A college student is interested in testing whether business majors or liberal arts majors are better at trivia. The student gives a trivia quiz to a random sample of 30 business majors and finds the sample’s average score is 86. He gives the same quiz to 30 randomly selected liberal arts majors and finds the sample’s average score is 89. What is the alternative hypothesis of this test?

μBusiness>μLiberal Arts
μBusiness=μLiberal Arts
μBusiness≠μLiberal Arts
μBusiness<μLiberal Arts

μ Business > μLiberal Arts

This would be the alternative hypothesis if the student wanted to test whether business school majors are better at trivia than liberal arts majors.

μ Business = μLiberal Arts

This is the null hypothesis for testing whether business school and liberal arts school majors’ trivia knowledge is different.

μBusiness ≠ μLiberal Arts

The alternative hypothesis is the claim that is being tested. Since the student wants to test whether there is a difference between business school majors’ and liberal arts majors’ trivia scores, the alternative hypothesis is that the mean scores are not equal.

μBusiness < μLiberal Arts

This would be the alternative hypothesis if the student wanted to test whether liberal arts majors do better at trivia than business school majors.

A college student is interested in testing whether business majors or liberal arts majors are better at trivia. The student gives a trivia quiz to a random sample of 30 business school majors and finds the sample’s average score is 86. He gives the same quiz to 30 randomly selected liberal arts majors and finds the sample’s average score is 89. Using the data provided below, calculate the p-value for the following hypothesis test:

H0: μBusiness = μLiberal Arts
Ha: μBusiness ≠ μLiberal Arts

The p-value of the two-sided hypothesis test is T.TEST(array1, array2, tails, type)=T.TEST(A2:A31,B2:B31,2,3), which is approximately 0.0524. You must designate this test as a two-sided test (that is, assign the value 2 to the tails argument) and as a type 3 test (an unpaired test with unequal variances) because you are testing two different samples. You must link directly to values in order to obtain the correct answer.

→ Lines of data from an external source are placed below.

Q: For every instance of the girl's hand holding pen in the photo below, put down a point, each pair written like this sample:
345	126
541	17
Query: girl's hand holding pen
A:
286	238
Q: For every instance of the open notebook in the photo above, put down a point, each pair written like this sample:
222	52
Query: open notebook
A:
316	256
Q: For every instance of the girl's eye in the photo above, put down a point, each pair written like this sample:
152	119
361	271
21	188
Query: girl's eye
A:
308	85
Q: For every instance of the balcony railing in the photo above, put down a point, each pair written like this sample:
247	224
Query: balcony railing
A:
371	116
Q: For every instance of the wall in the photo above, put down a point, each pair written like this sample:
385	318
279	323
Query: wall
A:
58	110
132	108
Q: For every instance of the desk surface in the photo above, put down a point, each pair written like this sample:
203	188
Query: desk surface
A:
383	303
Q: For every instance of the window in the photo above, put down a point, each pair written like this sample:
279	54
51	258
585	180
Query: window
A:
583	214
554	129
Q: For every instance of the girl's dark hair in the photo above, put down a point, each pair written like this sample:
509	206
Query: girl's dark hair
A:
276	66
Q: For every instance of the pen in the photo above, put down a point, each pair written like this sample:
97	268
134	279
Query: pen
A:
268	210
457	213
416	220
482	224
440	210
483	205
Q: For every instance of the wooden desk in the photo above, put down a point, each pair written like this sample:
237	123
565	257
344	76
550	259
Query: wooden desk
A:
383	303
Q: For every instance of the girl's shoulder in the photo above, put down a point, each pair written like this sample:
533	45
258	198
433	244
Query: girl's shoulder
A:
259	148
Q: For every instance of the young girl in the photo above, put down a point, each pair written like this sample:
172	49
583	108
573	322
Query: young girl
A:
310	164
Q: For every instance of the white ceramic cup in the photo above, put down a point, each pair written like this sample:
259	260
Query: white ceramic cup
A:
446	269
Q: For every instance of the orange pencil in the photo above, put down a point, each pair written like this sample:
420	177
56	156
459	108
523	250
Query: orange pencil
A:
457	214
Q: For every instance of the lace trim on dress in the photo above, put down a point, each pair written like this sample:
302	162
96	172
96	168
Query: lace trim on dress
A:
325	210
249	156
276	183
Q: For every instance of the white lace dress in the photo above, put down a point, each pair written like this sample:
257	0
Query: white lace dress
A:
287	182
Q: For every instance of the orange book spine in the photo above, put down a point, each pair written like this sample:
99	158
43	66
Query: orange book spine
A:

A college student is interested in testing whether business majors or liberal arts majors are better at trivia. The student gives a trivia quiz to a random sample of 30 business school majors and finds the sample’s average test score is 86. He gives the same quiz to 30 randomly selected liberal arts majors and finds the sample’s average quiz score is 89. The student finds that the p-value for the hypothesis test equals approximately 0.0524. What can be concluded at α=5%?

The student should reject the null hypothesis and conclude that there is insufficient evidence of difference between business and liberal arts majors’ knowledge of trivia.
The student should reject the null hypothesis and conclude that there is a significant difference between business and liberal arts majors’ knowledge of trivia.
The student should fail to reject the null hypothesis and conclude that there is insufficient evidence of difference between business and liberal arts majors’ knowledge of trivia.
The student should fail to reject the null hypothesis and conclude that there is a significant difference between business and liberal arts majors’ knowledge of trivia.

The student should reject the null hypothesis and conclude that there is insufficient evidence of difference between business and liberal arts majors’ knowledge of trivia.

Since the p-value, 0.0524, is greater than the significance level, 0.05, the student should fail to reject the null hypothesis.

The student should reject the null hypothesis and conclude that there is a significant difference between business and liberal arts majors’ knowledge of trivia.

Since the p-value, 0.0524, is greater than the significance level, 0.05, the student should fail to reject the null hypothesis.

The student should fail to reject the null hypothesis and conclude that there is insufficient evidence of difference between business and liberal arts majors’ knowledge of trivia.

Since the p-value, 0.0524, is greater than the significance level, 0.05, the student should fail to reject the null hypothesis and conclude that there is insufficient evidence of difference between business and liberal arts majors’ knowledge of trivia. Because the null hypothesis is that there is no difference between the two types of majors, this answer is correct.

The student should fail to reject the null hypothesis and conclude that there is a significant difference between business and liberal arts majors’ knowledge of trivia.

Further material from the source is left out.